Hickey said THG could have 'first refusal' on ticket deals
Olympic Council of Ireland (OCI) president Pat Hickey had planned to give the Marcus Evans Group, owners of controversial firm THG Sports, "first option of refusal" on a ticket distribution contract for the Rio de Janeiro Olympics.
The OCI boss, who is in custody in Brazil as police continue an investigation into ticket touting allegations, made the comments in a promotional video recorded prior to the London games in 2012, the Irish Independent has learned.
However, THG's application to become an official ticket reseller at this year's Olympics was rejected by the Brazilian National Olympic Organising Committee in October 2015, despite being sponsored by the OCI. A month later the OCI awarded a contract to resell its tickets to Irish firm Pro10 Sports Management.
Police in Rio believe Pro10 was created to enable the diversion of tickets to THG.
THG's application to sell tickets for Rio is unlikely to have been helped by a police investigation into a "ticket mafia" at the 2014 World Cup, during which its former chief executive James Sinton was arrested.
Footballer-turned-politician Romario also raised questions about THG, claiming its hospitality packages were aimed at wealthier clientele.
In the video, which appears on the Marcus Evans website, Mr Hickey was gushing about the OCI's link-up with the hospitality group for London 2012 and the Sochi Winter Olympics in 2014.
He described the company as "the best known and most professional" he had dealt with.
"I think the relationship with the Marcus Evans Group will be a great one going into the future," he said.
Asked about a potential continuation of the OCI's relationship with the group after the Sochi Games, Mr Hickey said: "We would be very happy that Marcus Evans Group would have the first option of refusal, if you like, or take-up. And I think it will work very well between both parties."
In the video Mr Hickey also referred to plans for the Irish House venue in London, an OCI-backed hospitality venue which was run by THG during the 2012 Games.
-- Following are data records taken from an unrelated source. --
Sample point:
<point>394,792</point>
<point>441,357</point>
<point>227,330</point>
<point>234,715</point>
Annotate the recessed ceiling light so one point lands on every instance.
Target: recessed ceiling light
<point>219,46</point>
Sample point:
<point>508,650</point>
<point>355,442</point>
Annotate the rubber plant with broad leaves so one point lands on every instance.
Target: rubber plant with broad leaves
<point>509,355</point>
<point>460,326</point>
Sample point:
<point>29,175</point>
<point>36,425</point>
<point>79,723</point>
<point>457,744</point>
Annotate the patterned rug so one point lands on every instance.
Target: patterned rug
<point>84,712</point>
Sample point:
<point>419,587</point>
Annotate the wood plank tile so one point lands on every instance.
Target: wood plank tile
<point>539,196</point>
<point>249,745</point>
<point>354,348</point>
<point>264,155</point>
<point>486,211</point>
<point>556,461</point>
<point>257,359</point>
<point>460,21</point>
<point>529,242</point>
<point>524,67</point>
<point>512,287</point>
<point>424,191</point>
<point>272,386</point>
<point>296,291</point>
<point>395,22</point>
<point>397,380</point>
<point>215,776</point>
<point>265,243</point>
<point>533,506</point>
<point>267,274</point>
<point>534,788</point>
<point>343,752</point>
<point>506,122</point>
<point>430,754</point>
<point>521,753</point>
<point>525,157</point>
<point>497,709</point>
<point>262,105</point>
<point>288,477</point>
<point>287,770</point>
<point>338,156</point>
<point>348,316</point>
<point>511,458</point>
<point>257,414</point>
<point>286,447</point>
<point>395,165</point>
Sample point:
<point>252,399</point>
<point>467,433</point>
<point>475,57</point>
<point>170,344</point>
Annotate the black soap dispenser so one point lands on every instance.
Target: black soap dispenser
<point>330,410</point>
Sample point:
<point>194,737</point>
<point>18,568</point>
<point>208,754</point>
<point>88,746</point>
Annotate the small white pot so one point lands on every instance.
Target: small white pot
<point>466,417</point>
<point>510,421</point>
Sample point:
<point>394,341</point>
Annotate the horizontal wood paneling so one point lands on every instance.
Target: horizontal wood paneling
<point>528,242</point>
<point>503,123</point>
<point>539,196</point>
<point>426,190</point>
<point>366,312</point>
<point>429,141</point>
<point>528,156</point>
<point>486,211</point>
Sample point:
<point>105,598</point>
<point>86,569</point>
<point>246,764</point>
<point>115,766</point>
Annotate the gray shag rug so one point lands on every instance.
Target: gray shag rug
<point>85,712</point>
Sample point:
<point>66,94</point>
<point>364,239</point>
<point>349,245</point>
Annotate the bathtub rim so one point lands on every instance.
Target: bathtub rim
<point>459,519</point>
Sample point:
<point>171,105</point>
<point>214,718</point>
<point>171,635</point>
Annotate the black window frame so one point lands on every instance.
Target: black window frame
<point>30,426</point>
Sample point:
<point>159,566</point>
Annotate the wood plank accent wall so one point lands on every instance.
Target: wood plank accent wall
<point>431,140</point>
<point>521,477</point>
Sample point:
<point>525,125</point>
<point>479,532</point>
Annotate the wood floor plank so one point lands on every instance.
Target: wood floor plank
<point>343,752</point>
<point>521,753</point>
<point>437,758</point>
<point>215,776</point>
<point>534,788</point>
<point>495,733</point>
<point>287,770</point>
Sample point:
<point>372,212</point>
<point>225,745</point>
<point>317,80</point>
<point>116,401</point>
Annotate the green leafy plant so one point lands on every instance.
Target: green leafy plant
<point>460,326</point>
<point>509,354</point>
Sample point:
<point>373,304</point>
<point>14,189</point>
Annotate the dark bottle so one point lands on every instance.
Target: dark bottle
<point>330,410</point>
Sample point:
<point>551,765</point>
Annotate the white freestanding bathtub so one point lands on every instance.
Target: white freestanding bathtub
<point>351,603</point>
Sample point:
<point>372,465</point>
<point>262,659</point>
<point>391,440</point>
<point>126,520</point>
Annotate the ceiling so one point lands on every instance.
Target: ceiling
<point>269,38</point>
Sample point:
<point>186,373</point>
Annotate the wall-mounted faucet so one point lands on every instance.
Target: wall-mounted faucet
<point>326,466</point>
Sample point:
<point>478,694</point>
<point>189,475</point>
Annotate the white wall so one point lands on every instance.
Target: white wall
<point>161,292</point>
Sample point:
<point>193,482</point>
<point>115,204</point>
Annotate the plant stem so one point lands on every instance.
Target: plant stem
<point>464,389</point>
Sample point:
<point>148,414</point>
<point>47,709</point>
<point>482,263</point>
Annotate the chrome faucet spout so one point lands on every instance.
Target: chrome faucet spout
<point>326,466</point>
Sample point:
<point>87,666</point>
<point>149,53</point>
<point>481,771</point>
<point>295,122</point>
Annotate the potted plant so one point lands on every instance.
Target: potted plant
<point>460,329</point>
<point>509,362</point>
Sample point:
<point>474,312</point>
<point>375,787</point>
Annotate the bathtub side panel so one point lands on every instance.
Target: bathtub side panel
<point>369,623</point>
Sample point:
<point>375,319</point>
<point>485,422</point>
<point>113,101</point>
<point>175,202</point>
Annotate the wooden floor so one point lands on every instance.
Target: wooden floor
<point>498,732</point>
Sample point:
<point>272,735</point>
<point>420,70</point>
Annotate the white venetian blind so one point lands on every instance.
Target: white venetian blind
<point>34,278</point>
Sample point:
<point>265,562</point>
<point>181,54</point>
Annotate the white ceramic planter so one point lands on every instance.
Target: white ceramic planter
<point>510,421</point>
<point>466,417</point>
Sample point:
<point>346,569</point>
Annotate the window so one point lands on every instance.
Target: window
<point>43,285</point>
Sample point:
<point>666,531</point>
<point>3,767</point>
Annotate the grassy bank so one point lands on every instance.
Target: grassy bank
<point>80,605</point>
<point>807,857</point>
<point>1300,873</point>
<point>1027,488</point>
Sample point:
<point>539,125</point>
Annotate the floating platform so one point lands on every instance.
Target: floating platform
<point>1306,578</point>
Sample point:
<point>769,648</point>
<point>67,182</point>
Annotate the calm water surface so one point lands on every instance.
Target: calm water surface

He said the OCI did not have the expertise to run such a venue, but the Marcus Evans Group did.
However, the video did not mention that Mr Hickey's son Stephan was employed by THG at the time and involved in the running of the venue.
Detectives have said Pro10 acted as a bridge to get tickets from the OCI to THG.
They say the scheme unravelled when THG director Kevin Mallon was arrested on August 5 with more than 800 tickets, most of which were from the OCI's allocation.
Both companies have denied any wrongdoing. Pro10 insisted Dubliner Mallon (36) was acting as a point of contact for Pro10 customers in Rio so they could collect tickets.
Pro10 insisted there was no commercial link between the two companies and that Mr Mallon had simply been doing them a favour.
It subsequently emerged that out-of-hours calls to Pro10's offices in Lucan were diverting to a Marcus Evans Group mailbox.
Pro10 has said THG was not paid for the manning of phones.
The Lucan-based company was awarded the ticket reseller contract last November, even though it had only been set up the previous May and had no track record in handling ticketing for large events.
Its directors are football agents Eamonn Collins and Michael Glynn and financial advisor Ken Murray. Clients include at least two footballers who have played for Ipswich Town, which is owned by Marcus Evans.
A Pro10 spokesman said it would not be commenting further on the controversy due to the impending Government inquiry announced by Sports Minister Shane Ross.